No setor público, o planejamento frequentemente se converte em artefato estático. Documentos passam a responder mais à lógica de auditoria do que à dinâmica operacional. Um plano sem atualização contínua perde a capacidade de orientar decisões e passa a ocupar apenas espaço institucional. A execução, por sua vez, revela outro padrão. Controles são implementados, porém de forma fragmentada. Políticas isoladas, ferramentas desconectadas e contratos que atendem parcialmente às necessidades compõem um cenário sem integração.

O resultado não chega a ser ausência de ação, mas ausência de evolução. A execução sem alinhamento não produz aprendizado, ela apenas consome recursos. A etapa de verificação costuma reforçar uma sensação de controle. Auditorias internas acontecem, relatórios circulam e indicadores são apresentados. A estrutura formal permanece preservada. Uma questão, entretanto, permanece pouco explorada, os pontos de atenção identificados produzem mudança de comportamento ou apenas registro formal?

Quando a verificação assume caráter meramente validatório, em vez de funcionar como mecanismo de confronto com a realidade, o ciclo perde consistência, ainda que continue ativo na forma.

A etapa de ação concentra o ponto mais sensível de todo o processo. Ajustes estruturais exigem reconhecimento explícito de falhas. No ambiente público, tal reconhecimento frequentemente é percebido como exposição institucional, não como sinal de maturidade. Surge, então, um incentivo implícito à correção mínima necessária para atender ciclos futuros de verificação, sem revisão sistêmica. O movimento persiste, mas sem tração real.

A leitura do PDCA como metodologia revela, nesse contexto, uma limitação conceitual. Um conjunto de etapas não captura a dimensão comportamental exigida. Um padrão organizacional, por outro lado, pressupõe disciplina, coerência e disposição para ajuste contínuo. Sem esses elementos, qualquer alinhamento com a ISO/IEC 27001 ou com os referenciais do NIST assume caráter superficial, restrito à conformidade aparente.

A internalização efetiva do ciclo altera essa dinâmica de forma estrutural. Ambientes organizacionais que operam sob lógica contínua de aprendizado passam a tratar o erro como insumo, não como exceção. Auditorias deixam de representar eventos isolados e passam a integrar a rotina. A conformidade emerge como consequência natural de processos consistentes.

No setor público, esse deslocamento produz um efeito adicional relevante. Redução da dependência de indivíduos específicos e fortalecimento de sistemas institucionais capazes de sustentar desempenho ao longo do tempo. Neste estágio, frameworks internacionais e adaptações nacionais deixam de ser exigências externas e passam a funcionar como linguagem comum de gestão.

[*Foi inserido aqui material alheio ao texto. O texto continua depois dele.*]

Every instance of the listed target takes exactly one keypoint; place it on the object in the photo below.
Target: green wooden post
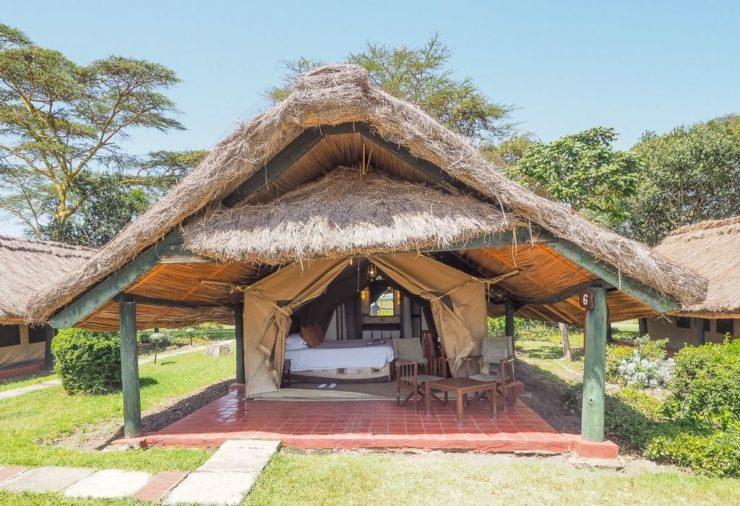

O ciclo PDCA assume, assim, uma função mais profunda. Estrutura invisível, porém essencial, que conecta decisões, práticas e aprendizado organizacional. A transformação institucional ocorre no momento em que o PDCA deixa de ser percebido como sequência de etapas e passa a operar como reflexo organizacional. Planejamento, execução, verificação e ação incorporados à rotina criam um ambiente onde a maturidade não depende de iniciativas isoladas, mas de consistência sistêmica. No setor público, esse movimento representa menos uma escolha estratégica e mais uma condição para sustentabilidade operacional em larga escala.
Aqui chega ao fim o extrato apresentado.